Following the exclusion of MPS III and autism, KS was considered as a possible diagnosis. Various clinical characteristics of the patient supported a diagnosis of KS, including abnormal facial features (Fig. 1A–C), short fifth digits with clinodactyly (Fig. 1D), skeletal anomalies, delayed language development and unclear speech. DNA sequence analysis of KMT2D, the gene primarily associated with KS, was performed. A peripheral blood sample was first obtained from the sample, and DNA was extracted from blood with a QIAamp Blood DNA Mini kit (catalog no. 51106; Qiagen GmbH, Hilden, Germany). High-throughput sequencing of KMT2D was performed using the TruSight One Sequencing Panel (Illumina, San Diego, CA, USA).
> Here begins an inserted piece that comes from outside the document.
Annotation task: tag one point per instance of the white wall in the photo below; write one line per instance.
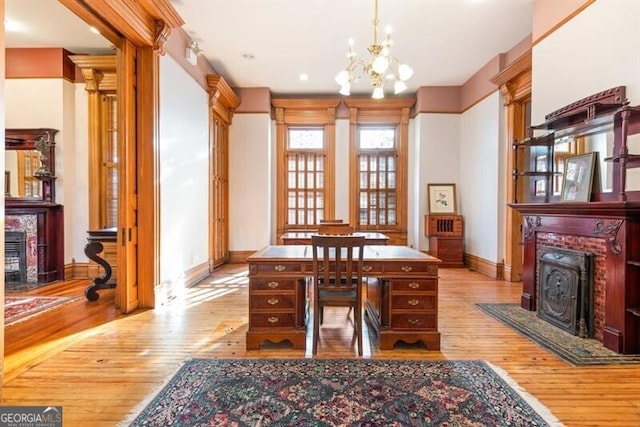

The sequence was analyzed in ANNOVAR software (annovar.openbioinformatics.org/en/latest/) (13), and various databases, including 1,000 genomes (www.1000genomes.org/), Exome Sequencing Project 6500 (evs.gs.washington.edu/EVS/), Single Nucleotide Polymorphisms (www.ncbi.nlm.nih.gov/SNP/) and Human Gene Mutation Data (www.hgmd.cf.ac.uk/ac/index.php), were used for screening and annotation of gene variants in accordance with the American College of Medical Genetics and Genomics guidelines (14). The DNA sequence analysis revealed a mutation in KMT2D (Fig. 2), which confirmed the diagnosis of KS.

Subsequently, the patient's parents underwent polymerase chain reaction (PCR) genetic testing together with their daughter with the following KMT2D-Exon 16 primers, designed using Primer Premier software version 5.0 (Premier Biosoft International, Palo Alto, CA, USA): Forward, 5′-TATGATGTTGAGTATGTGACAGAGG-3′ and reverse, 5′-AATCCTAGCAGTGAAGAGACCAT-3′. The primers were used to amplify the KMT2D gene using an ABI 9700 PCR instrument (Applied Biosystems; Thermo Fisher Scientific, Inc., Waltham, MA, USA). Exon 16 was amplified in a reaction solution containing 1 µl 10X PCR buffer, 0.35 µl dNTPs (10 mmol/l), 0.07 µl FastStart Taq DNA Polymerase (5 U/µl; Roche Diagnostics, Basel, Switzerland), 1 µl genomic DNA (100 ng/µl), 1 µl each primer (3.2 µmol/l) and 5.6 µl ddH2O. The cycling conditions were as follows: 94°C for 12 min, followed by 35 cycles of 94°C for 30 sec, 55°C for 30 sec and 72°C for 30 sec, and a final elongation step at 72°C for 10 min, as previously described (5,15). An ABI 3500 Sequencer (Applied Biosystems; Thermo Fisher Scientific, Inc.) was then used to sequence the PCR products by the Sanger method, as previously described (15), and the resultant sequences were compared with known sequences of KS-associated genes (NCBI sequences, NM_003482.3 and NG_027827.1). The patient was found to harbor a nonsense mutation in exon 16 of the KMT2D gene (c.4485C>A, Tyr1495Ter; Fig. 3A); however, neither of her parents carried this mutation (Fig. 3B and C). Based on the clinical manifestations of the patient and the identification of a de novo nonsense mutation of KMT2D, a diagnosis of KS was established.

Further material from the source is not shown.